Ce résultat pouvait être obtenu de deux façons. Ou bien, un Napoléon, un Bismarck, un potentat quelconque aurait conquis l’Europe, et de Paris, de Berlin, ou de Rome, il aurait tracé sur une carte les directions des voies ferrées et réglé la marche des trains. L’idiot couronné, Nicolas I, a rêvé d’en agir ainsi. Quand on lui présenta des projets de chemins de fer entre Moscou et Pétersbourg, il saisit une règle et traça sur la carte de la Russie une ligne droite entre ses deux capitales, en disant : « Voilà le tracé. » Et le chemin se fit en ligne droite, comblant des ravins profonds, élevant des ponts vertigineux qu’il fallut abandonner au bout de quelques années, coûtant deux à trois millions en moyenne par kilomètre.

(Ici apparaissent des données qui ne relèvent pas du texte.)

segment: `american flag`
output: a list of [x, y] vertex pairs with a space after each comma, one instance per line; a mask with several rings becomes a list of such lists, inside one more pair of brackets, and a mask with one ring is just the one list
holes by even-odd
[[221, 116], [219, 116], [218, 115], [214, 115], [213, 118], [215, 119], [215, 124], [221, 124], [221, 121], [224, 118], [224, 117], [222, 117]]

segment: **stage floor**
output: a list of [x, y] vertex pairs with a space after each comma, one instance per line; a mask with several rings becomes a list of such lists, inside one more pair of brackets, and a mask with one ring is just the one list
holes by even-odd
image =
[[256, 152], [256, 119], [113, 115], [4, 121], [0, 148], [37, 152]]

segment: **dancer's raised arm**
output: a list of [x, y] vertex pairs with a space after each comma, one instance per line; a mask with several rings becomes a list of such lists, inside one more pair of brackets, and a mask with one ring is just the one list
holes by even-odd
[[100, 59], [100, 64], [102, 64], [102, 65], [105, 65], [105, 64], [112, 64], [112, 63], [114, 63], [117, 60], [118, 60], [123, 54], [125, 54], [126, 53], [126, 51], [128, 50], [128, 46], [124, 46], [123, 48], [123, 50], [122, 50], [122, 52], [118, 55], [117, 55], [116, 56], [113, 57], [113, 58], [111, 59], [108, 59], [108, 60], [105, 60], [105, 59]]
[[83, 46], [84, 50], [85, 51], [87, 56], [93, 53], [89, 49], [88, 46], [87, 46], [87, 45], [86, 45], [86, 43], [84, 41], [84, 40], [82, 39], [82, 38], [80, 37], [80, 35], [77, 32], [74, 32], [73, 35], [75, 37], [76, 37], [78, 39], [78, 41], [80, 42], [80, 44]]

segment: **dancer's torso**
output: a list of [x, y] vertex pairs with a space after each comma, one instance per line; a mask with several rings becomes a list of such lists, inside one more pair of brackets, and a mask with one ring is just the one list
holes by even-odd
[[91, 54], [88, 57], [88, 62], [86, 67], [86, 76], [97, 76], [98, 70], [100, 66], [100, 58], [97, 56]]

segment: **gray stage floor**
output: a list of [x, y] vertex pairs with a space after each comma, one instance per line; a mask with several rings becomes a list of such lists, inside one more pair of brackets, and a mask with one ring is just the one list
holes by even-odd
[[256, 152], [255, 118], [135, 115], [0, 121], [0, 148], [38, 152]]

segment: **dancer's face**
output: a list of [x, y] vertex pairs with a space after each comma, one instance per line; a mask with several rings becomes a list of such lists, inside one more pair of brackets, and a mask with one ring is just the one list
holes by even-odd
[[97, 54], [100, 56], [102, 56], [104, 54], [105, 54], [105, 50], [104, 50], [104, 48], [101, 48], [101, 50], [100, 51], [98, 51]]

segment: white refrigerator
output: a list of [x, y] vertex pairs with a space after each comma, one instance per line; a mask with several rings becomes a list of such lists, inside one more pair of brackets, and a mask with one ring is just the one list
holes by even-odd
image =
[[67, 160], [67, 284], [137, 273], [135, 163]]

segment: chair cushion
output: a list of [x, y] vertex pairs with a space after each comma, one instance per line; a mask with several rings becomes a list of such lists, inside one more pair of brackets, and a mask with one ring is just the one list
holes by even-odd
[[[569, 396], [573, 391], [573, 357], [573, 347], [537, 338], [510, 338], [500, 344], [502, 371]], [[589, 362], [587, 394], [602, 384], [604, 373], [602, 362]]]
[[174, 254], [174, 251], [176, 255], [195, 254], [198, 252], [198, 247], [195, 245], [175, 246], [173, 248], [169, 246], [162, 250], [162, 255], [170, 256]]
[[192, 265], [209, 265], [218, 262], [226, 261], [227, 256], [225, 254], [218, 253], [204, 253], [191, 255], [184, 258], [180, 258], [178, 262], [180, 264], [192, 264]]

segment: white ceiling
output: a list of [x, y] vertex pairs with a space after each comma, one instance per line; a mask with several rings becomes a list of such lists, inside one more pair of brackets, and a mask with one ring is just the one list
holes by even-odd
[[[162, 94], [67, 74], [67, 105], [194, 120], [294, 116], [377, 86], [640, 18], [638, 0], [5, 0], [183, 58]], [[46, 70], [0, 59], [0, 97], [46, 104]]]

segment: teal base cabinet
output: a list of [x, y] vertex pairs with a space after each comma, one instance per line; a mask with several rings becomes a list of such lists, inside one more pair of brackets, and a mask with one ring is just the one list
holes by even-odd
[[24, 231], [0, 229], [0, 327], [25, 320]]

Voilà l’un des moyens, mais ailleurs on s’y prit autrement. Les chemins de fer ont été construits par tronçons ; les tronçons ont été rattachés entre eux ; et puis, les cent compagnies diverses auxquelles ces tronçons appartenaient ont cherché à s’entendre pour faire concorder leurs trains à l’arrivée et au départ, pour faire rouler sur leurs rails des wagons de toute provenance sans décharger les marchandises passant d’un réseau à un autre.